Não tem gosto, não tem arte, não possui o mais elementar sentimento da natureza. Há nela pressa em tudo: no galgar posições, no construir, no amor, no ganhar dinheiro etc. Vai, nessa carreira, atropelando, vai matando, vai empurrando tudo e todos; e como não tenha educação, cultura e instrução, quando se apossa do dinheiro, ganho bem ou mal, não sabe refletir como aplicá-lo, num gesto próprio e seu; então, imita o idiota que procura em comprar o que for caro, porque será decerto o mais belo”.

Em 1922, Lima já parecia estar antevendo o P a n : “Os edis de hoje mandam construir hotéis de oito mil contos para… hospedar estrangeiros.

De forma que, no tempo de el-rei nosso senhor, as autoridades municipais se encarregavam do bem-estar do seu povo, como se dizia antigamente; hoje porém, com a nossa democracia, essas mesmas autoridades se encarregam do bem-estar dos ricaços displicentes que vêm a passeio, cheios de dinheiro, ver bobagens de uma exposição de aterrado”.

E acusando o prefeito Carlos Sampaio de dividir a cidade em duas, uma européia e outra indígena, Lima parecia detectar as origens da guerrilha no Complexo do Alemão: “Municipalidades de todo o mundo constroem casas populares; a nossa, construindo hotéis chics, espera que, à vista do exemplo, os habitantes da Favela e do Salgueiro modifiquem o estilo das suas barracas”.

“Todos os seus esforços tendem para a educação do povo nas coisas de luxo e gozo.
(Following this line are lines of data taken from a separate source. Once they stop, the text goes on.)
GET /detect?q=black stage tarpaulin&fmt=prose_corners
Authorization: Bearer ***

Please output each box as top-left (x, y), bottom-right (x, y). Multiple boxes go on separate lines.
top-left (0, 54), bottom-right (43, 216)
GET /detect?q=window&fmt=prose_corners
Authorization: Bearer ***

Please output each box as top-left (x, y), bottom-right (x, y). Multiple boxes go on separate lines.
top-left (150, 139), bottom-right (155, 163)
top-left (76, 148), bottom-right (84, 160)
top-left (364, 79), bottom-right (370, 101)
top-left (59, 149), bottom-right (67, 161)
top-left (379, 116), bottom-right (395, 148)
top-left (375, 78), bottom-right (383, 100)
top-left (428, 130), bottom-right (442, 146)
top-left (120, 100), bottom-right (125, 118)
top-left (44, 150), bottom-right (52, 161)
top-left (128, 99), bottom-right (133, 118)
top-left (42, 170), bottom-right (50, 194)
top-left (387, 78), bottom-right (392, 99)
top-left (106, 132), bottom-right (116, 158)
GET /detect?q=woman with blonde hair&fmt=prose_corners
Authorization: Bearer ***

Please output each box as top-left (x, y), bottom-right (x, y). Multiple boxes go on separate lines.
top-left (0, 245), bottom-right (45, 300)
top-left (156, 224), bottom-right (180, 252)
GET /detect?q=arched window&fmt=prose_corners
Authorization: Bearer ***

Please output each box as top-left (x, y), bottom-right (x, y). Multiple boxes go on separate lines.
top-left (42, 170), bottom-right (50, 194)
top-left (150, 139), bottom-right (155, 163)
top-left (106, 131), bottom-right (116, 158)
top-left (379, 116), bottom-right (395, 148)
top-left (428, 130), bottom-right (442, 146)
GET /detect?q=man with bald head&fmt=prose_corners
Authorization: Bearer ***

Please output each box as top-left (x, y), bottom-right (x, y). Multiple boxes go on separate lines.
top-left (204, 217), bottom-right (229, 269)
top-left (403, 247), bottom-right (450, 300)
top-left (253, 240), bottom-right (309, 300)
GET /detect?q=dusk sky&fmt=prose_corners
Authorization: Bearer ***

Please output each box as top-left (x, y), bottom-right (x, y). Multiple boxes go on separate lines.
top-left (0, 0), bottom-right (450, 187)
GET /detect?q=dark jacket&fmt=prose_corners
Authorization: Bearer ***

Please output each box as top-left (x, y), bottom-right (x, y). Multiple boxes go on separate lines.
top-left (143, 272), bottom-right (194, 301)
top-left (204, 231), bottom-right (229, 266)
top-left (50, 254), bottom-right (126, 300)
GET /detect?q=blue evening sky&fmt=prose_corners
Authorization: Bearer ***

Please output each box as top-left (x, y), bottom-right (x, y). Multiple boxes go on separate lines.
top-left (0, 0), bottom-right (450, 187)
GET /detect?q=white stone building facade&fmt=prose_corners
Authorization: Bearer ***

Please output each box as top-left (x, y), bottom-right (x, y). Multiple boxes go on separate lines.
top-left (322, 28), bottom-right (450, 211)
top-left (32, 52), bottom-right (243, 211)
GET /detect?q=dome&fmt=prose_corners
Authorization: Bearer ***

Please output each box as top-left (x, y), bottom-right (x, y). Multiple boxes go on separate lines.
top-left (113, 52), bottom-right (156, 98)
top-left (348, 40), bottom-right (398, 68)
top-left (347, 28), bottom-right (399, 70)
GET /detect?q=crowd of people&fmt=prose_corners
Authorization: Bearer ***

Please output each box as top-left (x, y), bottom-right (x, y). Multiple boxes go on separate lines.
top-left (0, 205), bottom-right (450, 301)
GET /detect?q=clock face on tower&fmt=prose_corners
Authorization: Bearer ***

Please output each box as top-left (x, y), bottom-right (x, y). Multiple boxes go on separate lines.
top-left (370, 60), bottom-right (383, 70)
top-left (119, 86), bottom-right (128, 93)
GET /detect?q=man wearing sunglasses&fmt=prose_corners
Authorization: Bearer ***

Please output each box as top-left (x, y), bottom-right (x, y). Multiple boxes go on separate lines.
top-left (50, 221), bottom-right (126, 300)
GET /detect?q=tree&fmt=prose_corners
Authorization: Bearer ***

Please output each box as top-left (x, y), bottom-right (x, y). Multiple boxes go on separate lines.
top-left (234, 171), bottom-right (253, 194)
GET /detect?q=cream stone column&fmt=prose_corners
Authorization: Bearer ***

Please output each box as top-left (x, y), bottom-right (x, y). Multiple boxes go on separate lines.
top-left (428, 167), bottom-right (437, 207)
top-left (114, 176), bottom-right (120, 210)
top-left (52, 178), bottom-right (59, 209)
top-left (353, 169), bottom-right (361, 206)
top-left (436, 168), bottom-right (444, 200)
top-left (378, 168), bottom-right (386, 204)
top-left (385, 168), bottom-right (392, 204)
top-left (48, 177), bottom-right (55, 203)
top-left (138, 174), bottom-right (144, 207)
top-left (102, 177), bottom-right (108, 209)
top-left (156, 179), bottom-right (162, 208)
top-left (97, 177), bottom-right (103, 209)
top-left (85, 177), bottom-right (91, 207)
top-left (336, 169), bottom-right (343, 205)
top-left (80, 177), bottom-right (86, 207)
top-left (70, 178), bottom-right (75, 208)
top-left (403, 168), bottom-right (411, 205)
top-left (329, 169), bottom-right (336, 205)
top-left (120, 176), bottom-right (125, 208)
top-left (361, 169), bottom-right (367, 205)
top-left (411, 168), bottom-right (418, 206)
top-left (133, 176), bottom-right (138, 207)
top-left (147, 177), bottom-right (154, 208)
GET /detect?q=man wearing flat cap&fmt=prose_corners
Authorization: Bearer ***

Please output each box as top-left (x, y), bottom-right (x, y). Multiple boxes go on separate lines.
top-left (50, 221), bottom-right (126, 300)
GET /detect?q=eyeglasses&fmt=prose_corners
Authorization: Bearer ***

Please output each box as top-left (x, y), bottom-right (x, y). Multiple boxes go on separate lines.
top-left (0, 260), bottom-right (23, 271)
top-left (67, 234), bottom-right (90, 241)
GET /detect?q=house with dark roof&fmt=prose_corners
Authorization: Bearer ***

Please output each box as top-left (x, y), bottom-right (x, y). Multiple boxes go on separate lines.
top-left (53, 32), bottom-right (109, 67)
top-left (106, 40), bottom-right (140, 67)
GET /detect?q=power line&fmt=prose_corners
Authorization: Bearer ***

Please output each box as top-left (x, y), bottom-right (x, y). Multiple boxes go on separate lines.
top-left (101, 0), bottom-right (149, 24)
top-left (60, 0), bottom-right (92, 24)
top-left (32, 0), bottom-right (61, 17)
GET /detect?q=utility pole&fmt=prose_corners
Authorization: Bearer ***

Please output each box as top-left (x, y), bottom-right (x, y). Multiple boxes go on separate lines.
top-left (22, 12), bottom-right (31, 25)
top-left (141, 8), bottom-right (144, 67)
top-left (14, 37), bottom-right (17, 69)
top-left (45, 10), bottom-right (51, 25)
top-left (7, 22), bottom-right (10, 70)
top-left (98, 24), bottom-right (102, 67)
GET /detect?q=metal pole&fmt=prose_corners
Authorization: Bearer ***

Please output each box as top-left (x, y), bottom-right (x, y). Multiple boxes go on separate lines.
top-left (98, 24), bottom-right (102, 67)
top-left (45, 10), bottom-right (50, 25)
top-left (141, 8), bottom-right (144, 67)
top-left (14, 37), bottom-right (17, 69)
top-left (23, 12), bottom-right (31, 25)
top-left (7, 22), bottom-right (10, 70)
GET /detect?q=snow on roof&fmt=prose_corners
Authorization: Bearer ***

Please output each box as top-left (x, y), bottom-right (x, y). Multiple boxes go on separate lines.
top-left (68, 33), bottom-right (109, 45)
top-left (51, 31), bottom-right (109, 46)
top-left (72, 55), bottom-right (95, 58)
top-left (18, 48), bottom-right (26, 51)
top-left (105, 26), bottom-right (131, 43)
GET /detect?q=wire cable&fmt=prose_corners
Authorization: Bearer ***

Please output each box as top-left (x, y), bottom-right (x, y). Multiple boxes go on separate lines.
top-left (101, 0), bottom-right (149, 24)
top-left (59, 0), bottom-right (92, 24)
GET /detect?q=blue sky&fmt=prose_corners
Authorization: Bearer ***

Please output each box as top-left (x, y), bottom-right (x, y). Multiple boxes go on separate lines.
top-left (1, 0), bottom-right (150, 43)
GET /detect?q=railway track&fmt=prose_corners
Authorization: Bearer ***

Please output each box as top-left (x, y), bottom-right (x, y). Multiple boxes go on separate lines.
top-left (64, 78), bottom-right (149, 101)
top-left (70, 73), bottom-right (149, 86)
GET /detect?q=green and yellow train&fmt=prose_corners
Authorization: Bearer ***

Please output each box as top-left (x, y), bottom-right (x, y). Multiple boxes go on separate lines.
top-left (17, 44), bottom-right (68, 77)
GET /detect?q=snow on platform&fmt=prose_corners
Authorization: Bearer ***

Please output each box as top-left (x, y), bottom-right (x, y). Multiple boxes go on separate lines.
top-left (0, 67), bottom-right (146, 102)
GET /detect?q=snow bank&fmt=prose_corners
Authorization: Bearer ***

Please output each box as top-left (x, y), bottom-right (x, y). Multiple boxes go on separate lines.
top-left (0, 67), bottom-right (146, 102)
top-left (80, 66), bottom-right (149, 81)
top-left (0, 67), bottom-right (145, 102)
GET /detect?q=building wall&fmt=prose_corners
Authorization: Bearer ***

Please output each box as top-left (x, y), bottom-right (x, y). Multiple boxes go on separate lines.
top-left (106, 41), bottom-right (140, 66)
A cidade e os seus habitantes, ele quer catitas. É bom, mas a polícia vai ter mais trabalho. Não havendo dinheiro em todas as algibeiras, os furtos, os roubos, as fraudes de toda a natureza hão de se multiplicar; e só assim uma grande parte dos cariocas terá ‘gimbo’ para custear os esmartismos sampaínos”.

“Encarando a burguesia atual de todo o gênero os recursos e privilégios de que se dispõe como sendo unicamente meios de alcançar fáceis prazeres e baixas satisfações pessoais e não se compenetrando ela de ter para com os outros deveres de todas as espécies, falseia a sua missão e provoca a sua morte. Não precisará de g u i l h o t i n a ” .

E aí eu me pergunto: ninguém leu Lima Barreto nas últimas oito décadas? Pois não foi por falta de aviso que chegamos aonde estamos.

Mas o mais angustiante de relê-lo a esta altura é imaginar se seus piores pesadelos já se concretizaram, ou se vem mais por aí.